When using this code and/or model, we would apprechiate the following citation:

@inproceedings{NEURIPS2020_9909794d,
 author = {Stepputtis, Simon and Campbell, Joseph and Phielipp, Mariano and Lee, Stefan and Baral, Chitta and Ben Amor, Heni},
 booktitle = {Advances in Neural Information Processing Systems},
 editor = {H. Larochelle and M. Ranzato and R. Hadsell and M.F. Balcan and H. Lin},
 pages = {13139--13150},
 publisher = {Curran Associates, Inc.},
 title = {Language-Conditioned Imitation Learning for Robot Manipulation Tasks},
 url = {https://proceedings.neurips.cc/paper_files/paper/2020/file/9909794d52985cbc5d95c26e31125d1a-Paper.pdf},
 volume = {33},
 year = {2020}
}

Inddex

  1. Environment Setup
  2. Quick Start
  3. Results
  4. Changelog

Environment Setup

Local Setup

Our code is tested on Ubuntu 22.04 with Python 3.10 (Note, Ubuntu 20.04 requries python 3.8). At this time, running our code on MacOS or Windows is not supported, but may work. In order to set up our code create a new conda environment as follows:

sudo apt install libcurl4-openssl-dev libssl-dev libeigen3-dev python3-dev mesa-utils libgl1-mesa-glx

To install Python requirements (this is for Ubuntu 22.04 and Python 3.10):

conda env create -f environment.yml 

This will set up a basic environment named "lp". The reason for the python version is that if you compile KDL from scratch, it uses the system python, which is 3.10 for Ubuntu 22.04. While not provided, you should be able to run this code on other Linux versions. If you are not using the setup described above, you may need to re-compile the protobuf files, which can be done via the compile.sh script in utils/proto. For the additional setup, please active that environment

conda activate lp

Further modules are needed and need to be manually installed:

  • CoppeliaSim: Downloading and installing the player version will be sufficient, as long as you do not want to change the simulation environment itself. Our code was tested with version 4.1 (On Ubuntu 22.04, download the 20.04 version which seems to be working).

After downloading and extracting CoppeliaSim, you will need the following environment variables set (please replace the path accordingly)

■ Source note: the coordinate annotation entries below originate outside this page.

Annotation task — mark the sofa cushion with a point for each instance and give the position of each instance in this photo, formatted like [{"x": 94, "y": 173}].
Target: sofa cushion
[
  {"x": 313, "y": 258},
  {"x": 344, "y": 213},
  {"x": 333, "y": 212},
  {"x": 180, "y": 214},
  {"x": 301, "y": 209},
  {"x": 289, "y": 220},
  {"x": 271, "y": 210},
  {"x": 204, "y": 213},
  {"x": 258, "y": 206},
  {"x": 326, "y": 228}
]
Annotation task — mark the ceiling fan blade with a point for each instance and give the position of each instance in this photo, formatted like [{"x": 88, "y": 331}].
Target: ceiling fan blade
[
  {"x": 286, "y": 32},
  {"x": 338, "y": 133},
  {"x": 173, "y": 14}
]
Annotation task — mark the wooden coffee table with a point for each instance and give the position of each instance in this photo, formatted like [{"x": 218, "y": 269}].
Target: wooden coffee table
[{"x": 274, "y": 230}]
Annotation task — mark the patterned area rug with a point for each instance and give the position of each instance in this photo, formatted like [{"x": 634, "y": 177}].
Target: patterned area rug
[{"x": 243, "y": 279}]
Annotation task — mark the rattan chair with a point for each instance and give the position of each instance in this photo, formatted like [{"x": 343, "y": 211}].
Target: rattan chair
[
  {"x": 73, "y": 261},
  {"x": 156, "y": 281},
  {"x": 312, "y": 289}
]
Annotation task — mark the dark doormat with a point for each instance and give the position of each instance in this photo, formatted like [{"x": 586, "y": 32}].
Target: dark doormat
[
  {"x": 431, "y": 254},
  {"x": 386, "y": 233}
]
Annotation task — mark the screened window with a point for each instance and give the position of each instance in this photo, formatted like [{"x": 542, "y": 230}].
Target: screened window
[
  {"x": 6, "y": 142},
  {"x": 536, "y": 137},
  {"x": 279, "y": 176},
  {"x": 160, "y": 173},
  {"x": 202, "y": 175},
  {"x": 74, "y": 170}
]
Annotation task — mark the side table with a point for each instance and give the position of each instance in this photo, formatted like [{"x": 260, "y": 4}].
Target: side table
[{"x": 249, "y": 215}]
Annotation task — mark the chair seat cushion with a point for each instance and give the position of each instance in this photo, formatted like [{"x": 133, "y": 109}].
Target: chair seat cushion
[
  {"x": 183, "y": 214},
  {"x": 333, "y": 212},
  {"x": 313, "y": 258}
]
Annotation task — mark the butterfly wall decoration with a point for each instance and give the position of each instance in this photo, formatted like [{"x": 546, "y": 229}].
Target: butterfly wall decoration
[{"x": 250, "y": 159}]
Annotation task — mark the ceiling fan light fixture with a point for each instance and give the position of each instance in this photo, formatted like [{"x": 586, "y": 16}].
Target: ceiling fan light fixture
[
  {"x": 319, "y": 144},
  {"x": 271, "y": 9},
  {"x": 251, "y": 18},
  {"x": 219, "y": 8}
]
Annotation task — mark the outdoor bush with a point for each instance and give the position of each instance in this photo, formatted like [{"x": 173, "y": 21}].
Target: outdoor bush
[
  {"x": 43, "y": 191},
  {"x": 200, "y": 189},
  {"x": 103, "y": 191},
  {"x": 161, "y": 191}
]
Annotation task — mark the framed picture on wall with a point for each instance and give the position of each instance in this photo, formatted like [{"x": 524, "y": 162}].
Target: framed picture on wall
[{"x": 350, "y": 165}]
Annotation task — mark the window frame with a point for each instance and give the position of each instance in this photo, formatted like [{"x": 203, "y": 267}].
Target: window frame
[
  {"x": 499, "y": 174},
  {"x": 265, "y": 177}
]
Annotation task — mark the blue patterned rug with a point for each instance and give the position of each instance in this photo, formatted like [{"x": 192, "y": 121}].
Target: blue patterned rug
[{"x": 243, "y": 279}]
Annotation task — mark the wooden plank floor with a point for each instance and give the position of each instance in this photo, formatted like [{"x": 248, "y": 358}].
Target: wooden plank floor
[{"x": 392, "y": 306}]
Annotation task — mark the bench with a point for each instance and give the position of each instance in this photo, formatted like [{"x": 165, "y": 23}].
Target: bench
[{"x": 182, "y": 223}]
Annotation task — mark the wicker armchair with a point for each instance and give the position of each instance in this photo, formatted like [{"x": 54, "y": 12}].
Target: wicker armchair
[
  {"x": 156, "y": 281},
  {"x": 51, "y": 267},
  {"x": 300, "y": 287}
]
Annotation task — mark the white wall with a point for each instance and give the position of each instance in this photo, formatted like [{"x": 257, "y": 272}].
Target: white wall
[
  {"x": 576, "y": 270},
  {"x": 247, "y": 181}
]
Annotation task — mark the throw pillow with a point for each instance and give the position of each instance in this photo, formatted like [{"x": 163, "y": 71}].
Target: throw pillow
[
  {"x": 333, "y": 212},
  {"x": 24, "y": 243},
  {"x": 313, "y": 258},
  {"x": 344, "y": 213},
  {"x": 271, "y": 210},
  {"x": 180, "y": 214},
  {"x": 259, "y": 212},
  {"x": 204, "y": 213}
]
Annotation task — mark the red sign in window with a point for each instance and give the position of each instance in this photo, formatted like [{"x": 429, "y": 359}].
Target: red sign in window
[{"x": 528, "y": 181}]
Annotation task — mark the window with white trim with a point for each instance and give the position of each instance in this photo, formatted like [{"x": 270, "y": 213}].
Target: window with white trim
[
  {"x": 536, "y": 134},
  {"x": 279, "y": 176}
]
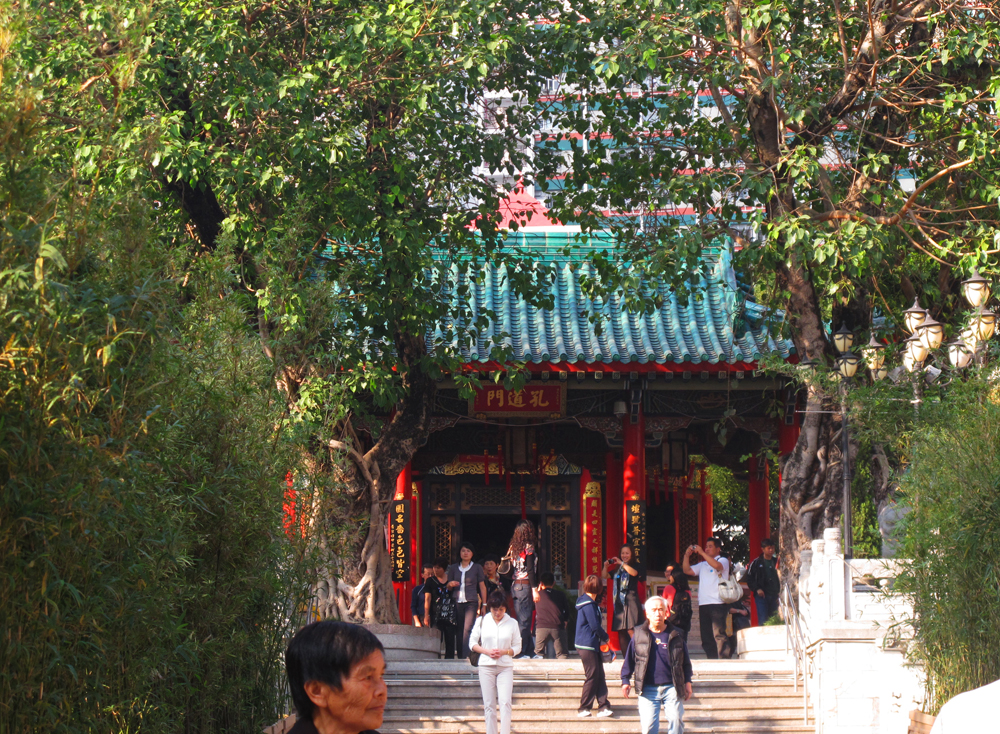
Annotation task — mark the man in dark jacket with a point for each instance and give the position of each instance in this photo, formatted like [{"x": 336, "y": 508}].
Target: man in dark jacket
[
  {"x": 764, "y": 581},
  {"x": 658, "y": 659},
  {"x": 551, "y": 615}
]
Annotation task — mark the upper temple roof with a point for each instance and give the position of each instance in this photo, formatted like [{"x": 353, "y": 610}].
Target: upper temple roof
[{"x": 716, "y": 326}]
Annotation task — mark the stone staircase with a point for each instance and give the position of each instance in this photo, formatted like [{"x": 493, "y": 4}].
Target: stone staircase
[{"x": 443, "y": 697}]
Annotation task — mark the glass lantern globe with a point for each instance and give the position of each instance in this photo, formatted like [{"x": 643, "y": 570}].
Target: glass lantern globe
[
  {"x": 914, "y": 316},
  {"x": 843, "y": 340},
  {"x": 976, "y": 289},
  {"x": 874, "y": 352},
  {"x": 930, "y": 333},
  {"x": 806, "y": 365},
  {"x": 968, "y": 337},
  {"x": 959, "y": 355},
  {"x": 847, "y": 365},
  {"x": 916, "y": 349},
  {"x": 983, "y": 323}
]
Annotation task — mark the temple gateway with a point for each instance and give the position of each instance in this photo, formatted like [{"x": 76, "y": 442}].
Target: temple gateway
[{"x": 609, "y": 438}]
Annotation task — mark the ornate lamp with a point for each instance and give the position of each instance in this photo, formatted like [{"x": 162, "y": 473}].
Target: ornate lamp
[
  {"x": 914, "y": 316},
  {"x": 930, "y": 333},
  {"x": 983, "y": 323},
  {"x": 968, "y": 337},
  {"x": 976, "y": 289},
  {"x": 916, "y": 350},
  {"x": 806, "y": 365},
  {"x": 959, "y": 354},
  {"x": 874, "y": 352},
  {"x": 847, "y": 365},
  {"x": 843, "y": 340}
]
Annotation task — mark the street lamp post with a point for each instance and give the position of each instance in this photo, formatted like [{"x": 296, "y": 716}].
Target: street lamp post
[{"x": 846, "y": 365}]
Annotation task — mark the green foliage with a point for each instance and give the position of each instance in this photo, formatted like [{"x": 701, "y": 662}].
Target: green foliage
[
  {"x": 145, "y": 581},
  {"x": 732, "y": 511},
  {"x": 952, "y": 538},
  {"x": 867, "y": 540}
]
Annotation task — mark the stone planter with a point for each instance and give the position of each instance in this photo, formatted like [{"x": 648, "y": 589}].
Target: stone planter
[
  {"x": 762, "y": 643},
  {"x": 402, "y": 642}
]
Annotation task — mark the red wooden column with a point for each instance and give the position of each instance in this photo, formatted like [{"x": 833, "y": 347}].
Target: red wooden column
[
  {"x": 707, "y": 508},
  {"x": 416, "y": 534},
  {"x": 634, "y": 470},
  {"x": 404, "y": 483},
  {"x": 591, "y": 542},
  {"x": 760, "y": 512},
  {"x": 614, "y": 513}
]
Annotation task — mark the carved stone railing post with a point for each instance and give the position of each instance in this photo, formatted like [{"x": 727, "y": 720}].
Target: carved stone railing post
[
  {"x": 805, "y": 572},
  {"x": 817, "y": 583},
  {"x": 836, "y": 602}
]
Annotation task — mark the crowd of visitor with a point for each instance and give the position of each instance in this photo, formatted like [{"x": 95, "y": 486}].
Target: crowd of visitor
[{"x": 502, "y": 609}]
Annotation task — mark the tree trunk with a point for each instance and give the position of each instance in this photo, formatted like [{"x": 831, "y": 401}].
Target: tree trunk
[{"x": 372, "y": 478}]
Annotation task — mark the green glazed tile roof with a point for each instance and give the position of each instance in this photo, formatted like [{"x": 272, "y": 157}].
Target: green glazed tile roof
[{"x": 717, "y": 326}]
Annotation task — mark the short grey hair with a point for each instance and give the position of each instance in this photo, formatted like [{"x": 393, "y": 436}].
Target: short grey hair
[{"x": 651, "y": 601}]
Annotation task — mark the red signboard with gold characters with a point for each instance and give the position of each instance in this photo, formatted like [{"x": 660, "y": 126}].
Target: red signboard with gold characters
[
  {"x": 399, "y": 539},
  {"x": 531, "y": 401},
  {"x": 592, "y": 555}
]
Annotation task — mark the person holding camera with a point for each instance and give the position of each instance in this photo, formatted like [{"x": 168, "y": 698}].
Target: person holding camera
[
  {"x": 628, "y": 610},
  {"x": 712, "y": 613}
]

export COPPELIASIM_ROOT=/<path>/<to>/CoppeliaSim_Edu_V4_1_0_Ubuntu20_04
export LD_LIBRARY_PATH=$LD_LIBRARY_PATH:$COPPELIASIM_ROOT
export QT_QPA_PLATFORM_PLUGIN_PATH=$COPPELIASIM_ROOT

Then, install the remaining dependancies:

  • PyRep: Please clone their repository and check out commit 96c0b034ee21ab5e6ba0942c4d57993a8670379a. Then, the package can be installed with: pip install . (note the "." at the end). You can test if PyRep is set up correctly with a small script found in utils/test_pyrep.py

  • Orocos KDL: The python-wrapper has to match the solver version installed on your system. We strongly suggest to install both components from the git repository. Our code was tested with commit 86c7893234aeccec3b9bf24cf20de9380d64bdf3. Please follow their installation instructions for orocos_kdl and python_orocos_kdl. However, after running make in the python package, you should have created a file called PyKDL.so. Copy this file to your python interpreter's site-packages. You can check if KDL is ready to be used by running the code in utils/test_KDL.py.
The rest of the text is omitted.